I considered my hand, then the cards spread across the table.
I’d ended up with a low pair. No flush. No straight. The only thing I had to bet on was my bluff, and that was even weaker than my cards.
Glancing at Stefano, I searched his face for a flicker of emotion, a crack in the façade. Nothing. He was a study in solemn elegance, a sculpture carved in thought.
I couldn’t remember what he’d wagered, and that felt suddenly important. I’d been too busy watching Zephyr, worrying about Colette, and wondering how my day had begun with flowers and apologies and ended with a game with stakes so high and tight they felt like a strangling noose.

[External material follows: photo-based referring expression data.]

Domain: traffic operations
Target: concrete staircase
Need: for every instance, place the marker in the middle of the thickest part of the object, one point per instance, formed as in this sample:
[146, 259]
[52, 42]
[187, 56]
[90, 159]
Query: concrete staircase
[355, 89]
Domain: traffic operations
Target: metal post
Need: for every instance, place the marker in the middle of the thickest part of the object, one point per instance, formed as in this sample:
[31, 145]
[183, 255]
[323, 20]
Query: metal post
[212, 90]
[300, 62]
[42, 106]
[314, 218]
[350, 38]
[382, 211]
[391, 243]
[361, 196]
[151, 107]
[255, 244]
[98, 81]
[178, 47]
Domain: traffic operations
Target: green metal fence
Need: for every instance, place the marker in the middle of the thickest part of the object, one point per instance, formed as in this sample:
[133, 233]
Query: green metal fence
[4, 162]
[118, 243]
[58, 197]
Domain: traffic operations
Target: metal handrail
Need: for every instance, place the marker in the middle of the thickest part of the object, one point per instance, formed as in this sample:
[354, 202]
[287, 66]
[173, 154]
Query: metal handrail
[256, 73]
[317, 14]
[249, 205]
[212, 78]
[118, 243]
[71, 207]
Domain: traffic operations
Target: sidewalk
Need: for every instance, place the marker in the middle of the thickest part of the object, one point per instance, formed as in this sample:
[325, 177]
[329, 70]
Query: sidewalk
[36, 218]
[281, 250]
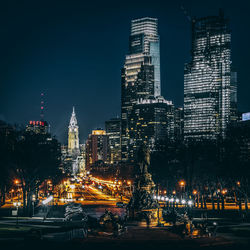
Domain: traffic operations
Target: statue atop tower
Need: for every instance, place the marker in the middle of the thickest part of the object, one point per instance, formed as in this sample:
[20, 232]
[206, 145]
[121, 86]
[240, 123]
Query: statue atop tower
[73, 135]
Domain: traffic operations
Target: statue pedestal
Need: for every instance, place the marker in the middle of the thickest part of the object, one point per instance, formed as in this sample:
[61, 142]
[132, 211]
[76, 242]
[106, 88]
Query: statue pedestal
[140, 216]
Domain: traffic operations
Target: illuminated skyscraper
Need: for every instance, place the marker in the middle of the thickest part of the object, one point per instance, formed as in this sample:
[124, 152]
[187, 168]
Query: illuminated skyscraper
[73, 135]
[210, 86]
[113, 130]
[96, 147]
[140, 74]
[152, 122]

Why was the angel even playing? He should have taken a cue from his nephews and steered clear of these nefarious dealings. He couldn’t approve of this. Or of me, despite having excused my arrival as though I truly did have a seat at his table. As though he hadn’t cast me out decades ago.
When the time came for the final bid, Stefano looked at me.
There was something in his eyes. Not challenge. Not satisfaction.
Wistfulness.
He gazed down at where Zephyr curled against his chest, oblivious to the stakes. Tucking a strand of hair behind Zephyr’s ear, Stefano set his cards face down on the table and pushed them forward.
“I fold,” he said quietly.
That was it.
I’d won.
Relief surged, but it was chased by something colder. Confusion. Suspicion. Guilt.
I didn’t know why Stefano had let me win, but I didn’t intend to stay long enough to ask.
I raked the pot toward me with steady hands and an expression I hoped was unreadable. Inside, I was counting the seconds until I could get out of this room.
And get Zephyr the hell out with me.
CHAPTER
THIRTY-FIVE
Beck
If I hadn’t been as transparent as glass before my win, what happened after would have cleared things right the fuck up. With my winnings gathered and chips cashed out, I approached Stefano to collect my final prize.
I tried not to look frantic, angry, or anything but resolute as Stefano ducked out from under the loop of Zephyr’s arms, then offered his lithe body up with ease.
“I’ll walk with you,” he said as though I should let him carry my trophy, like I would allow his hands on my incubus for another second.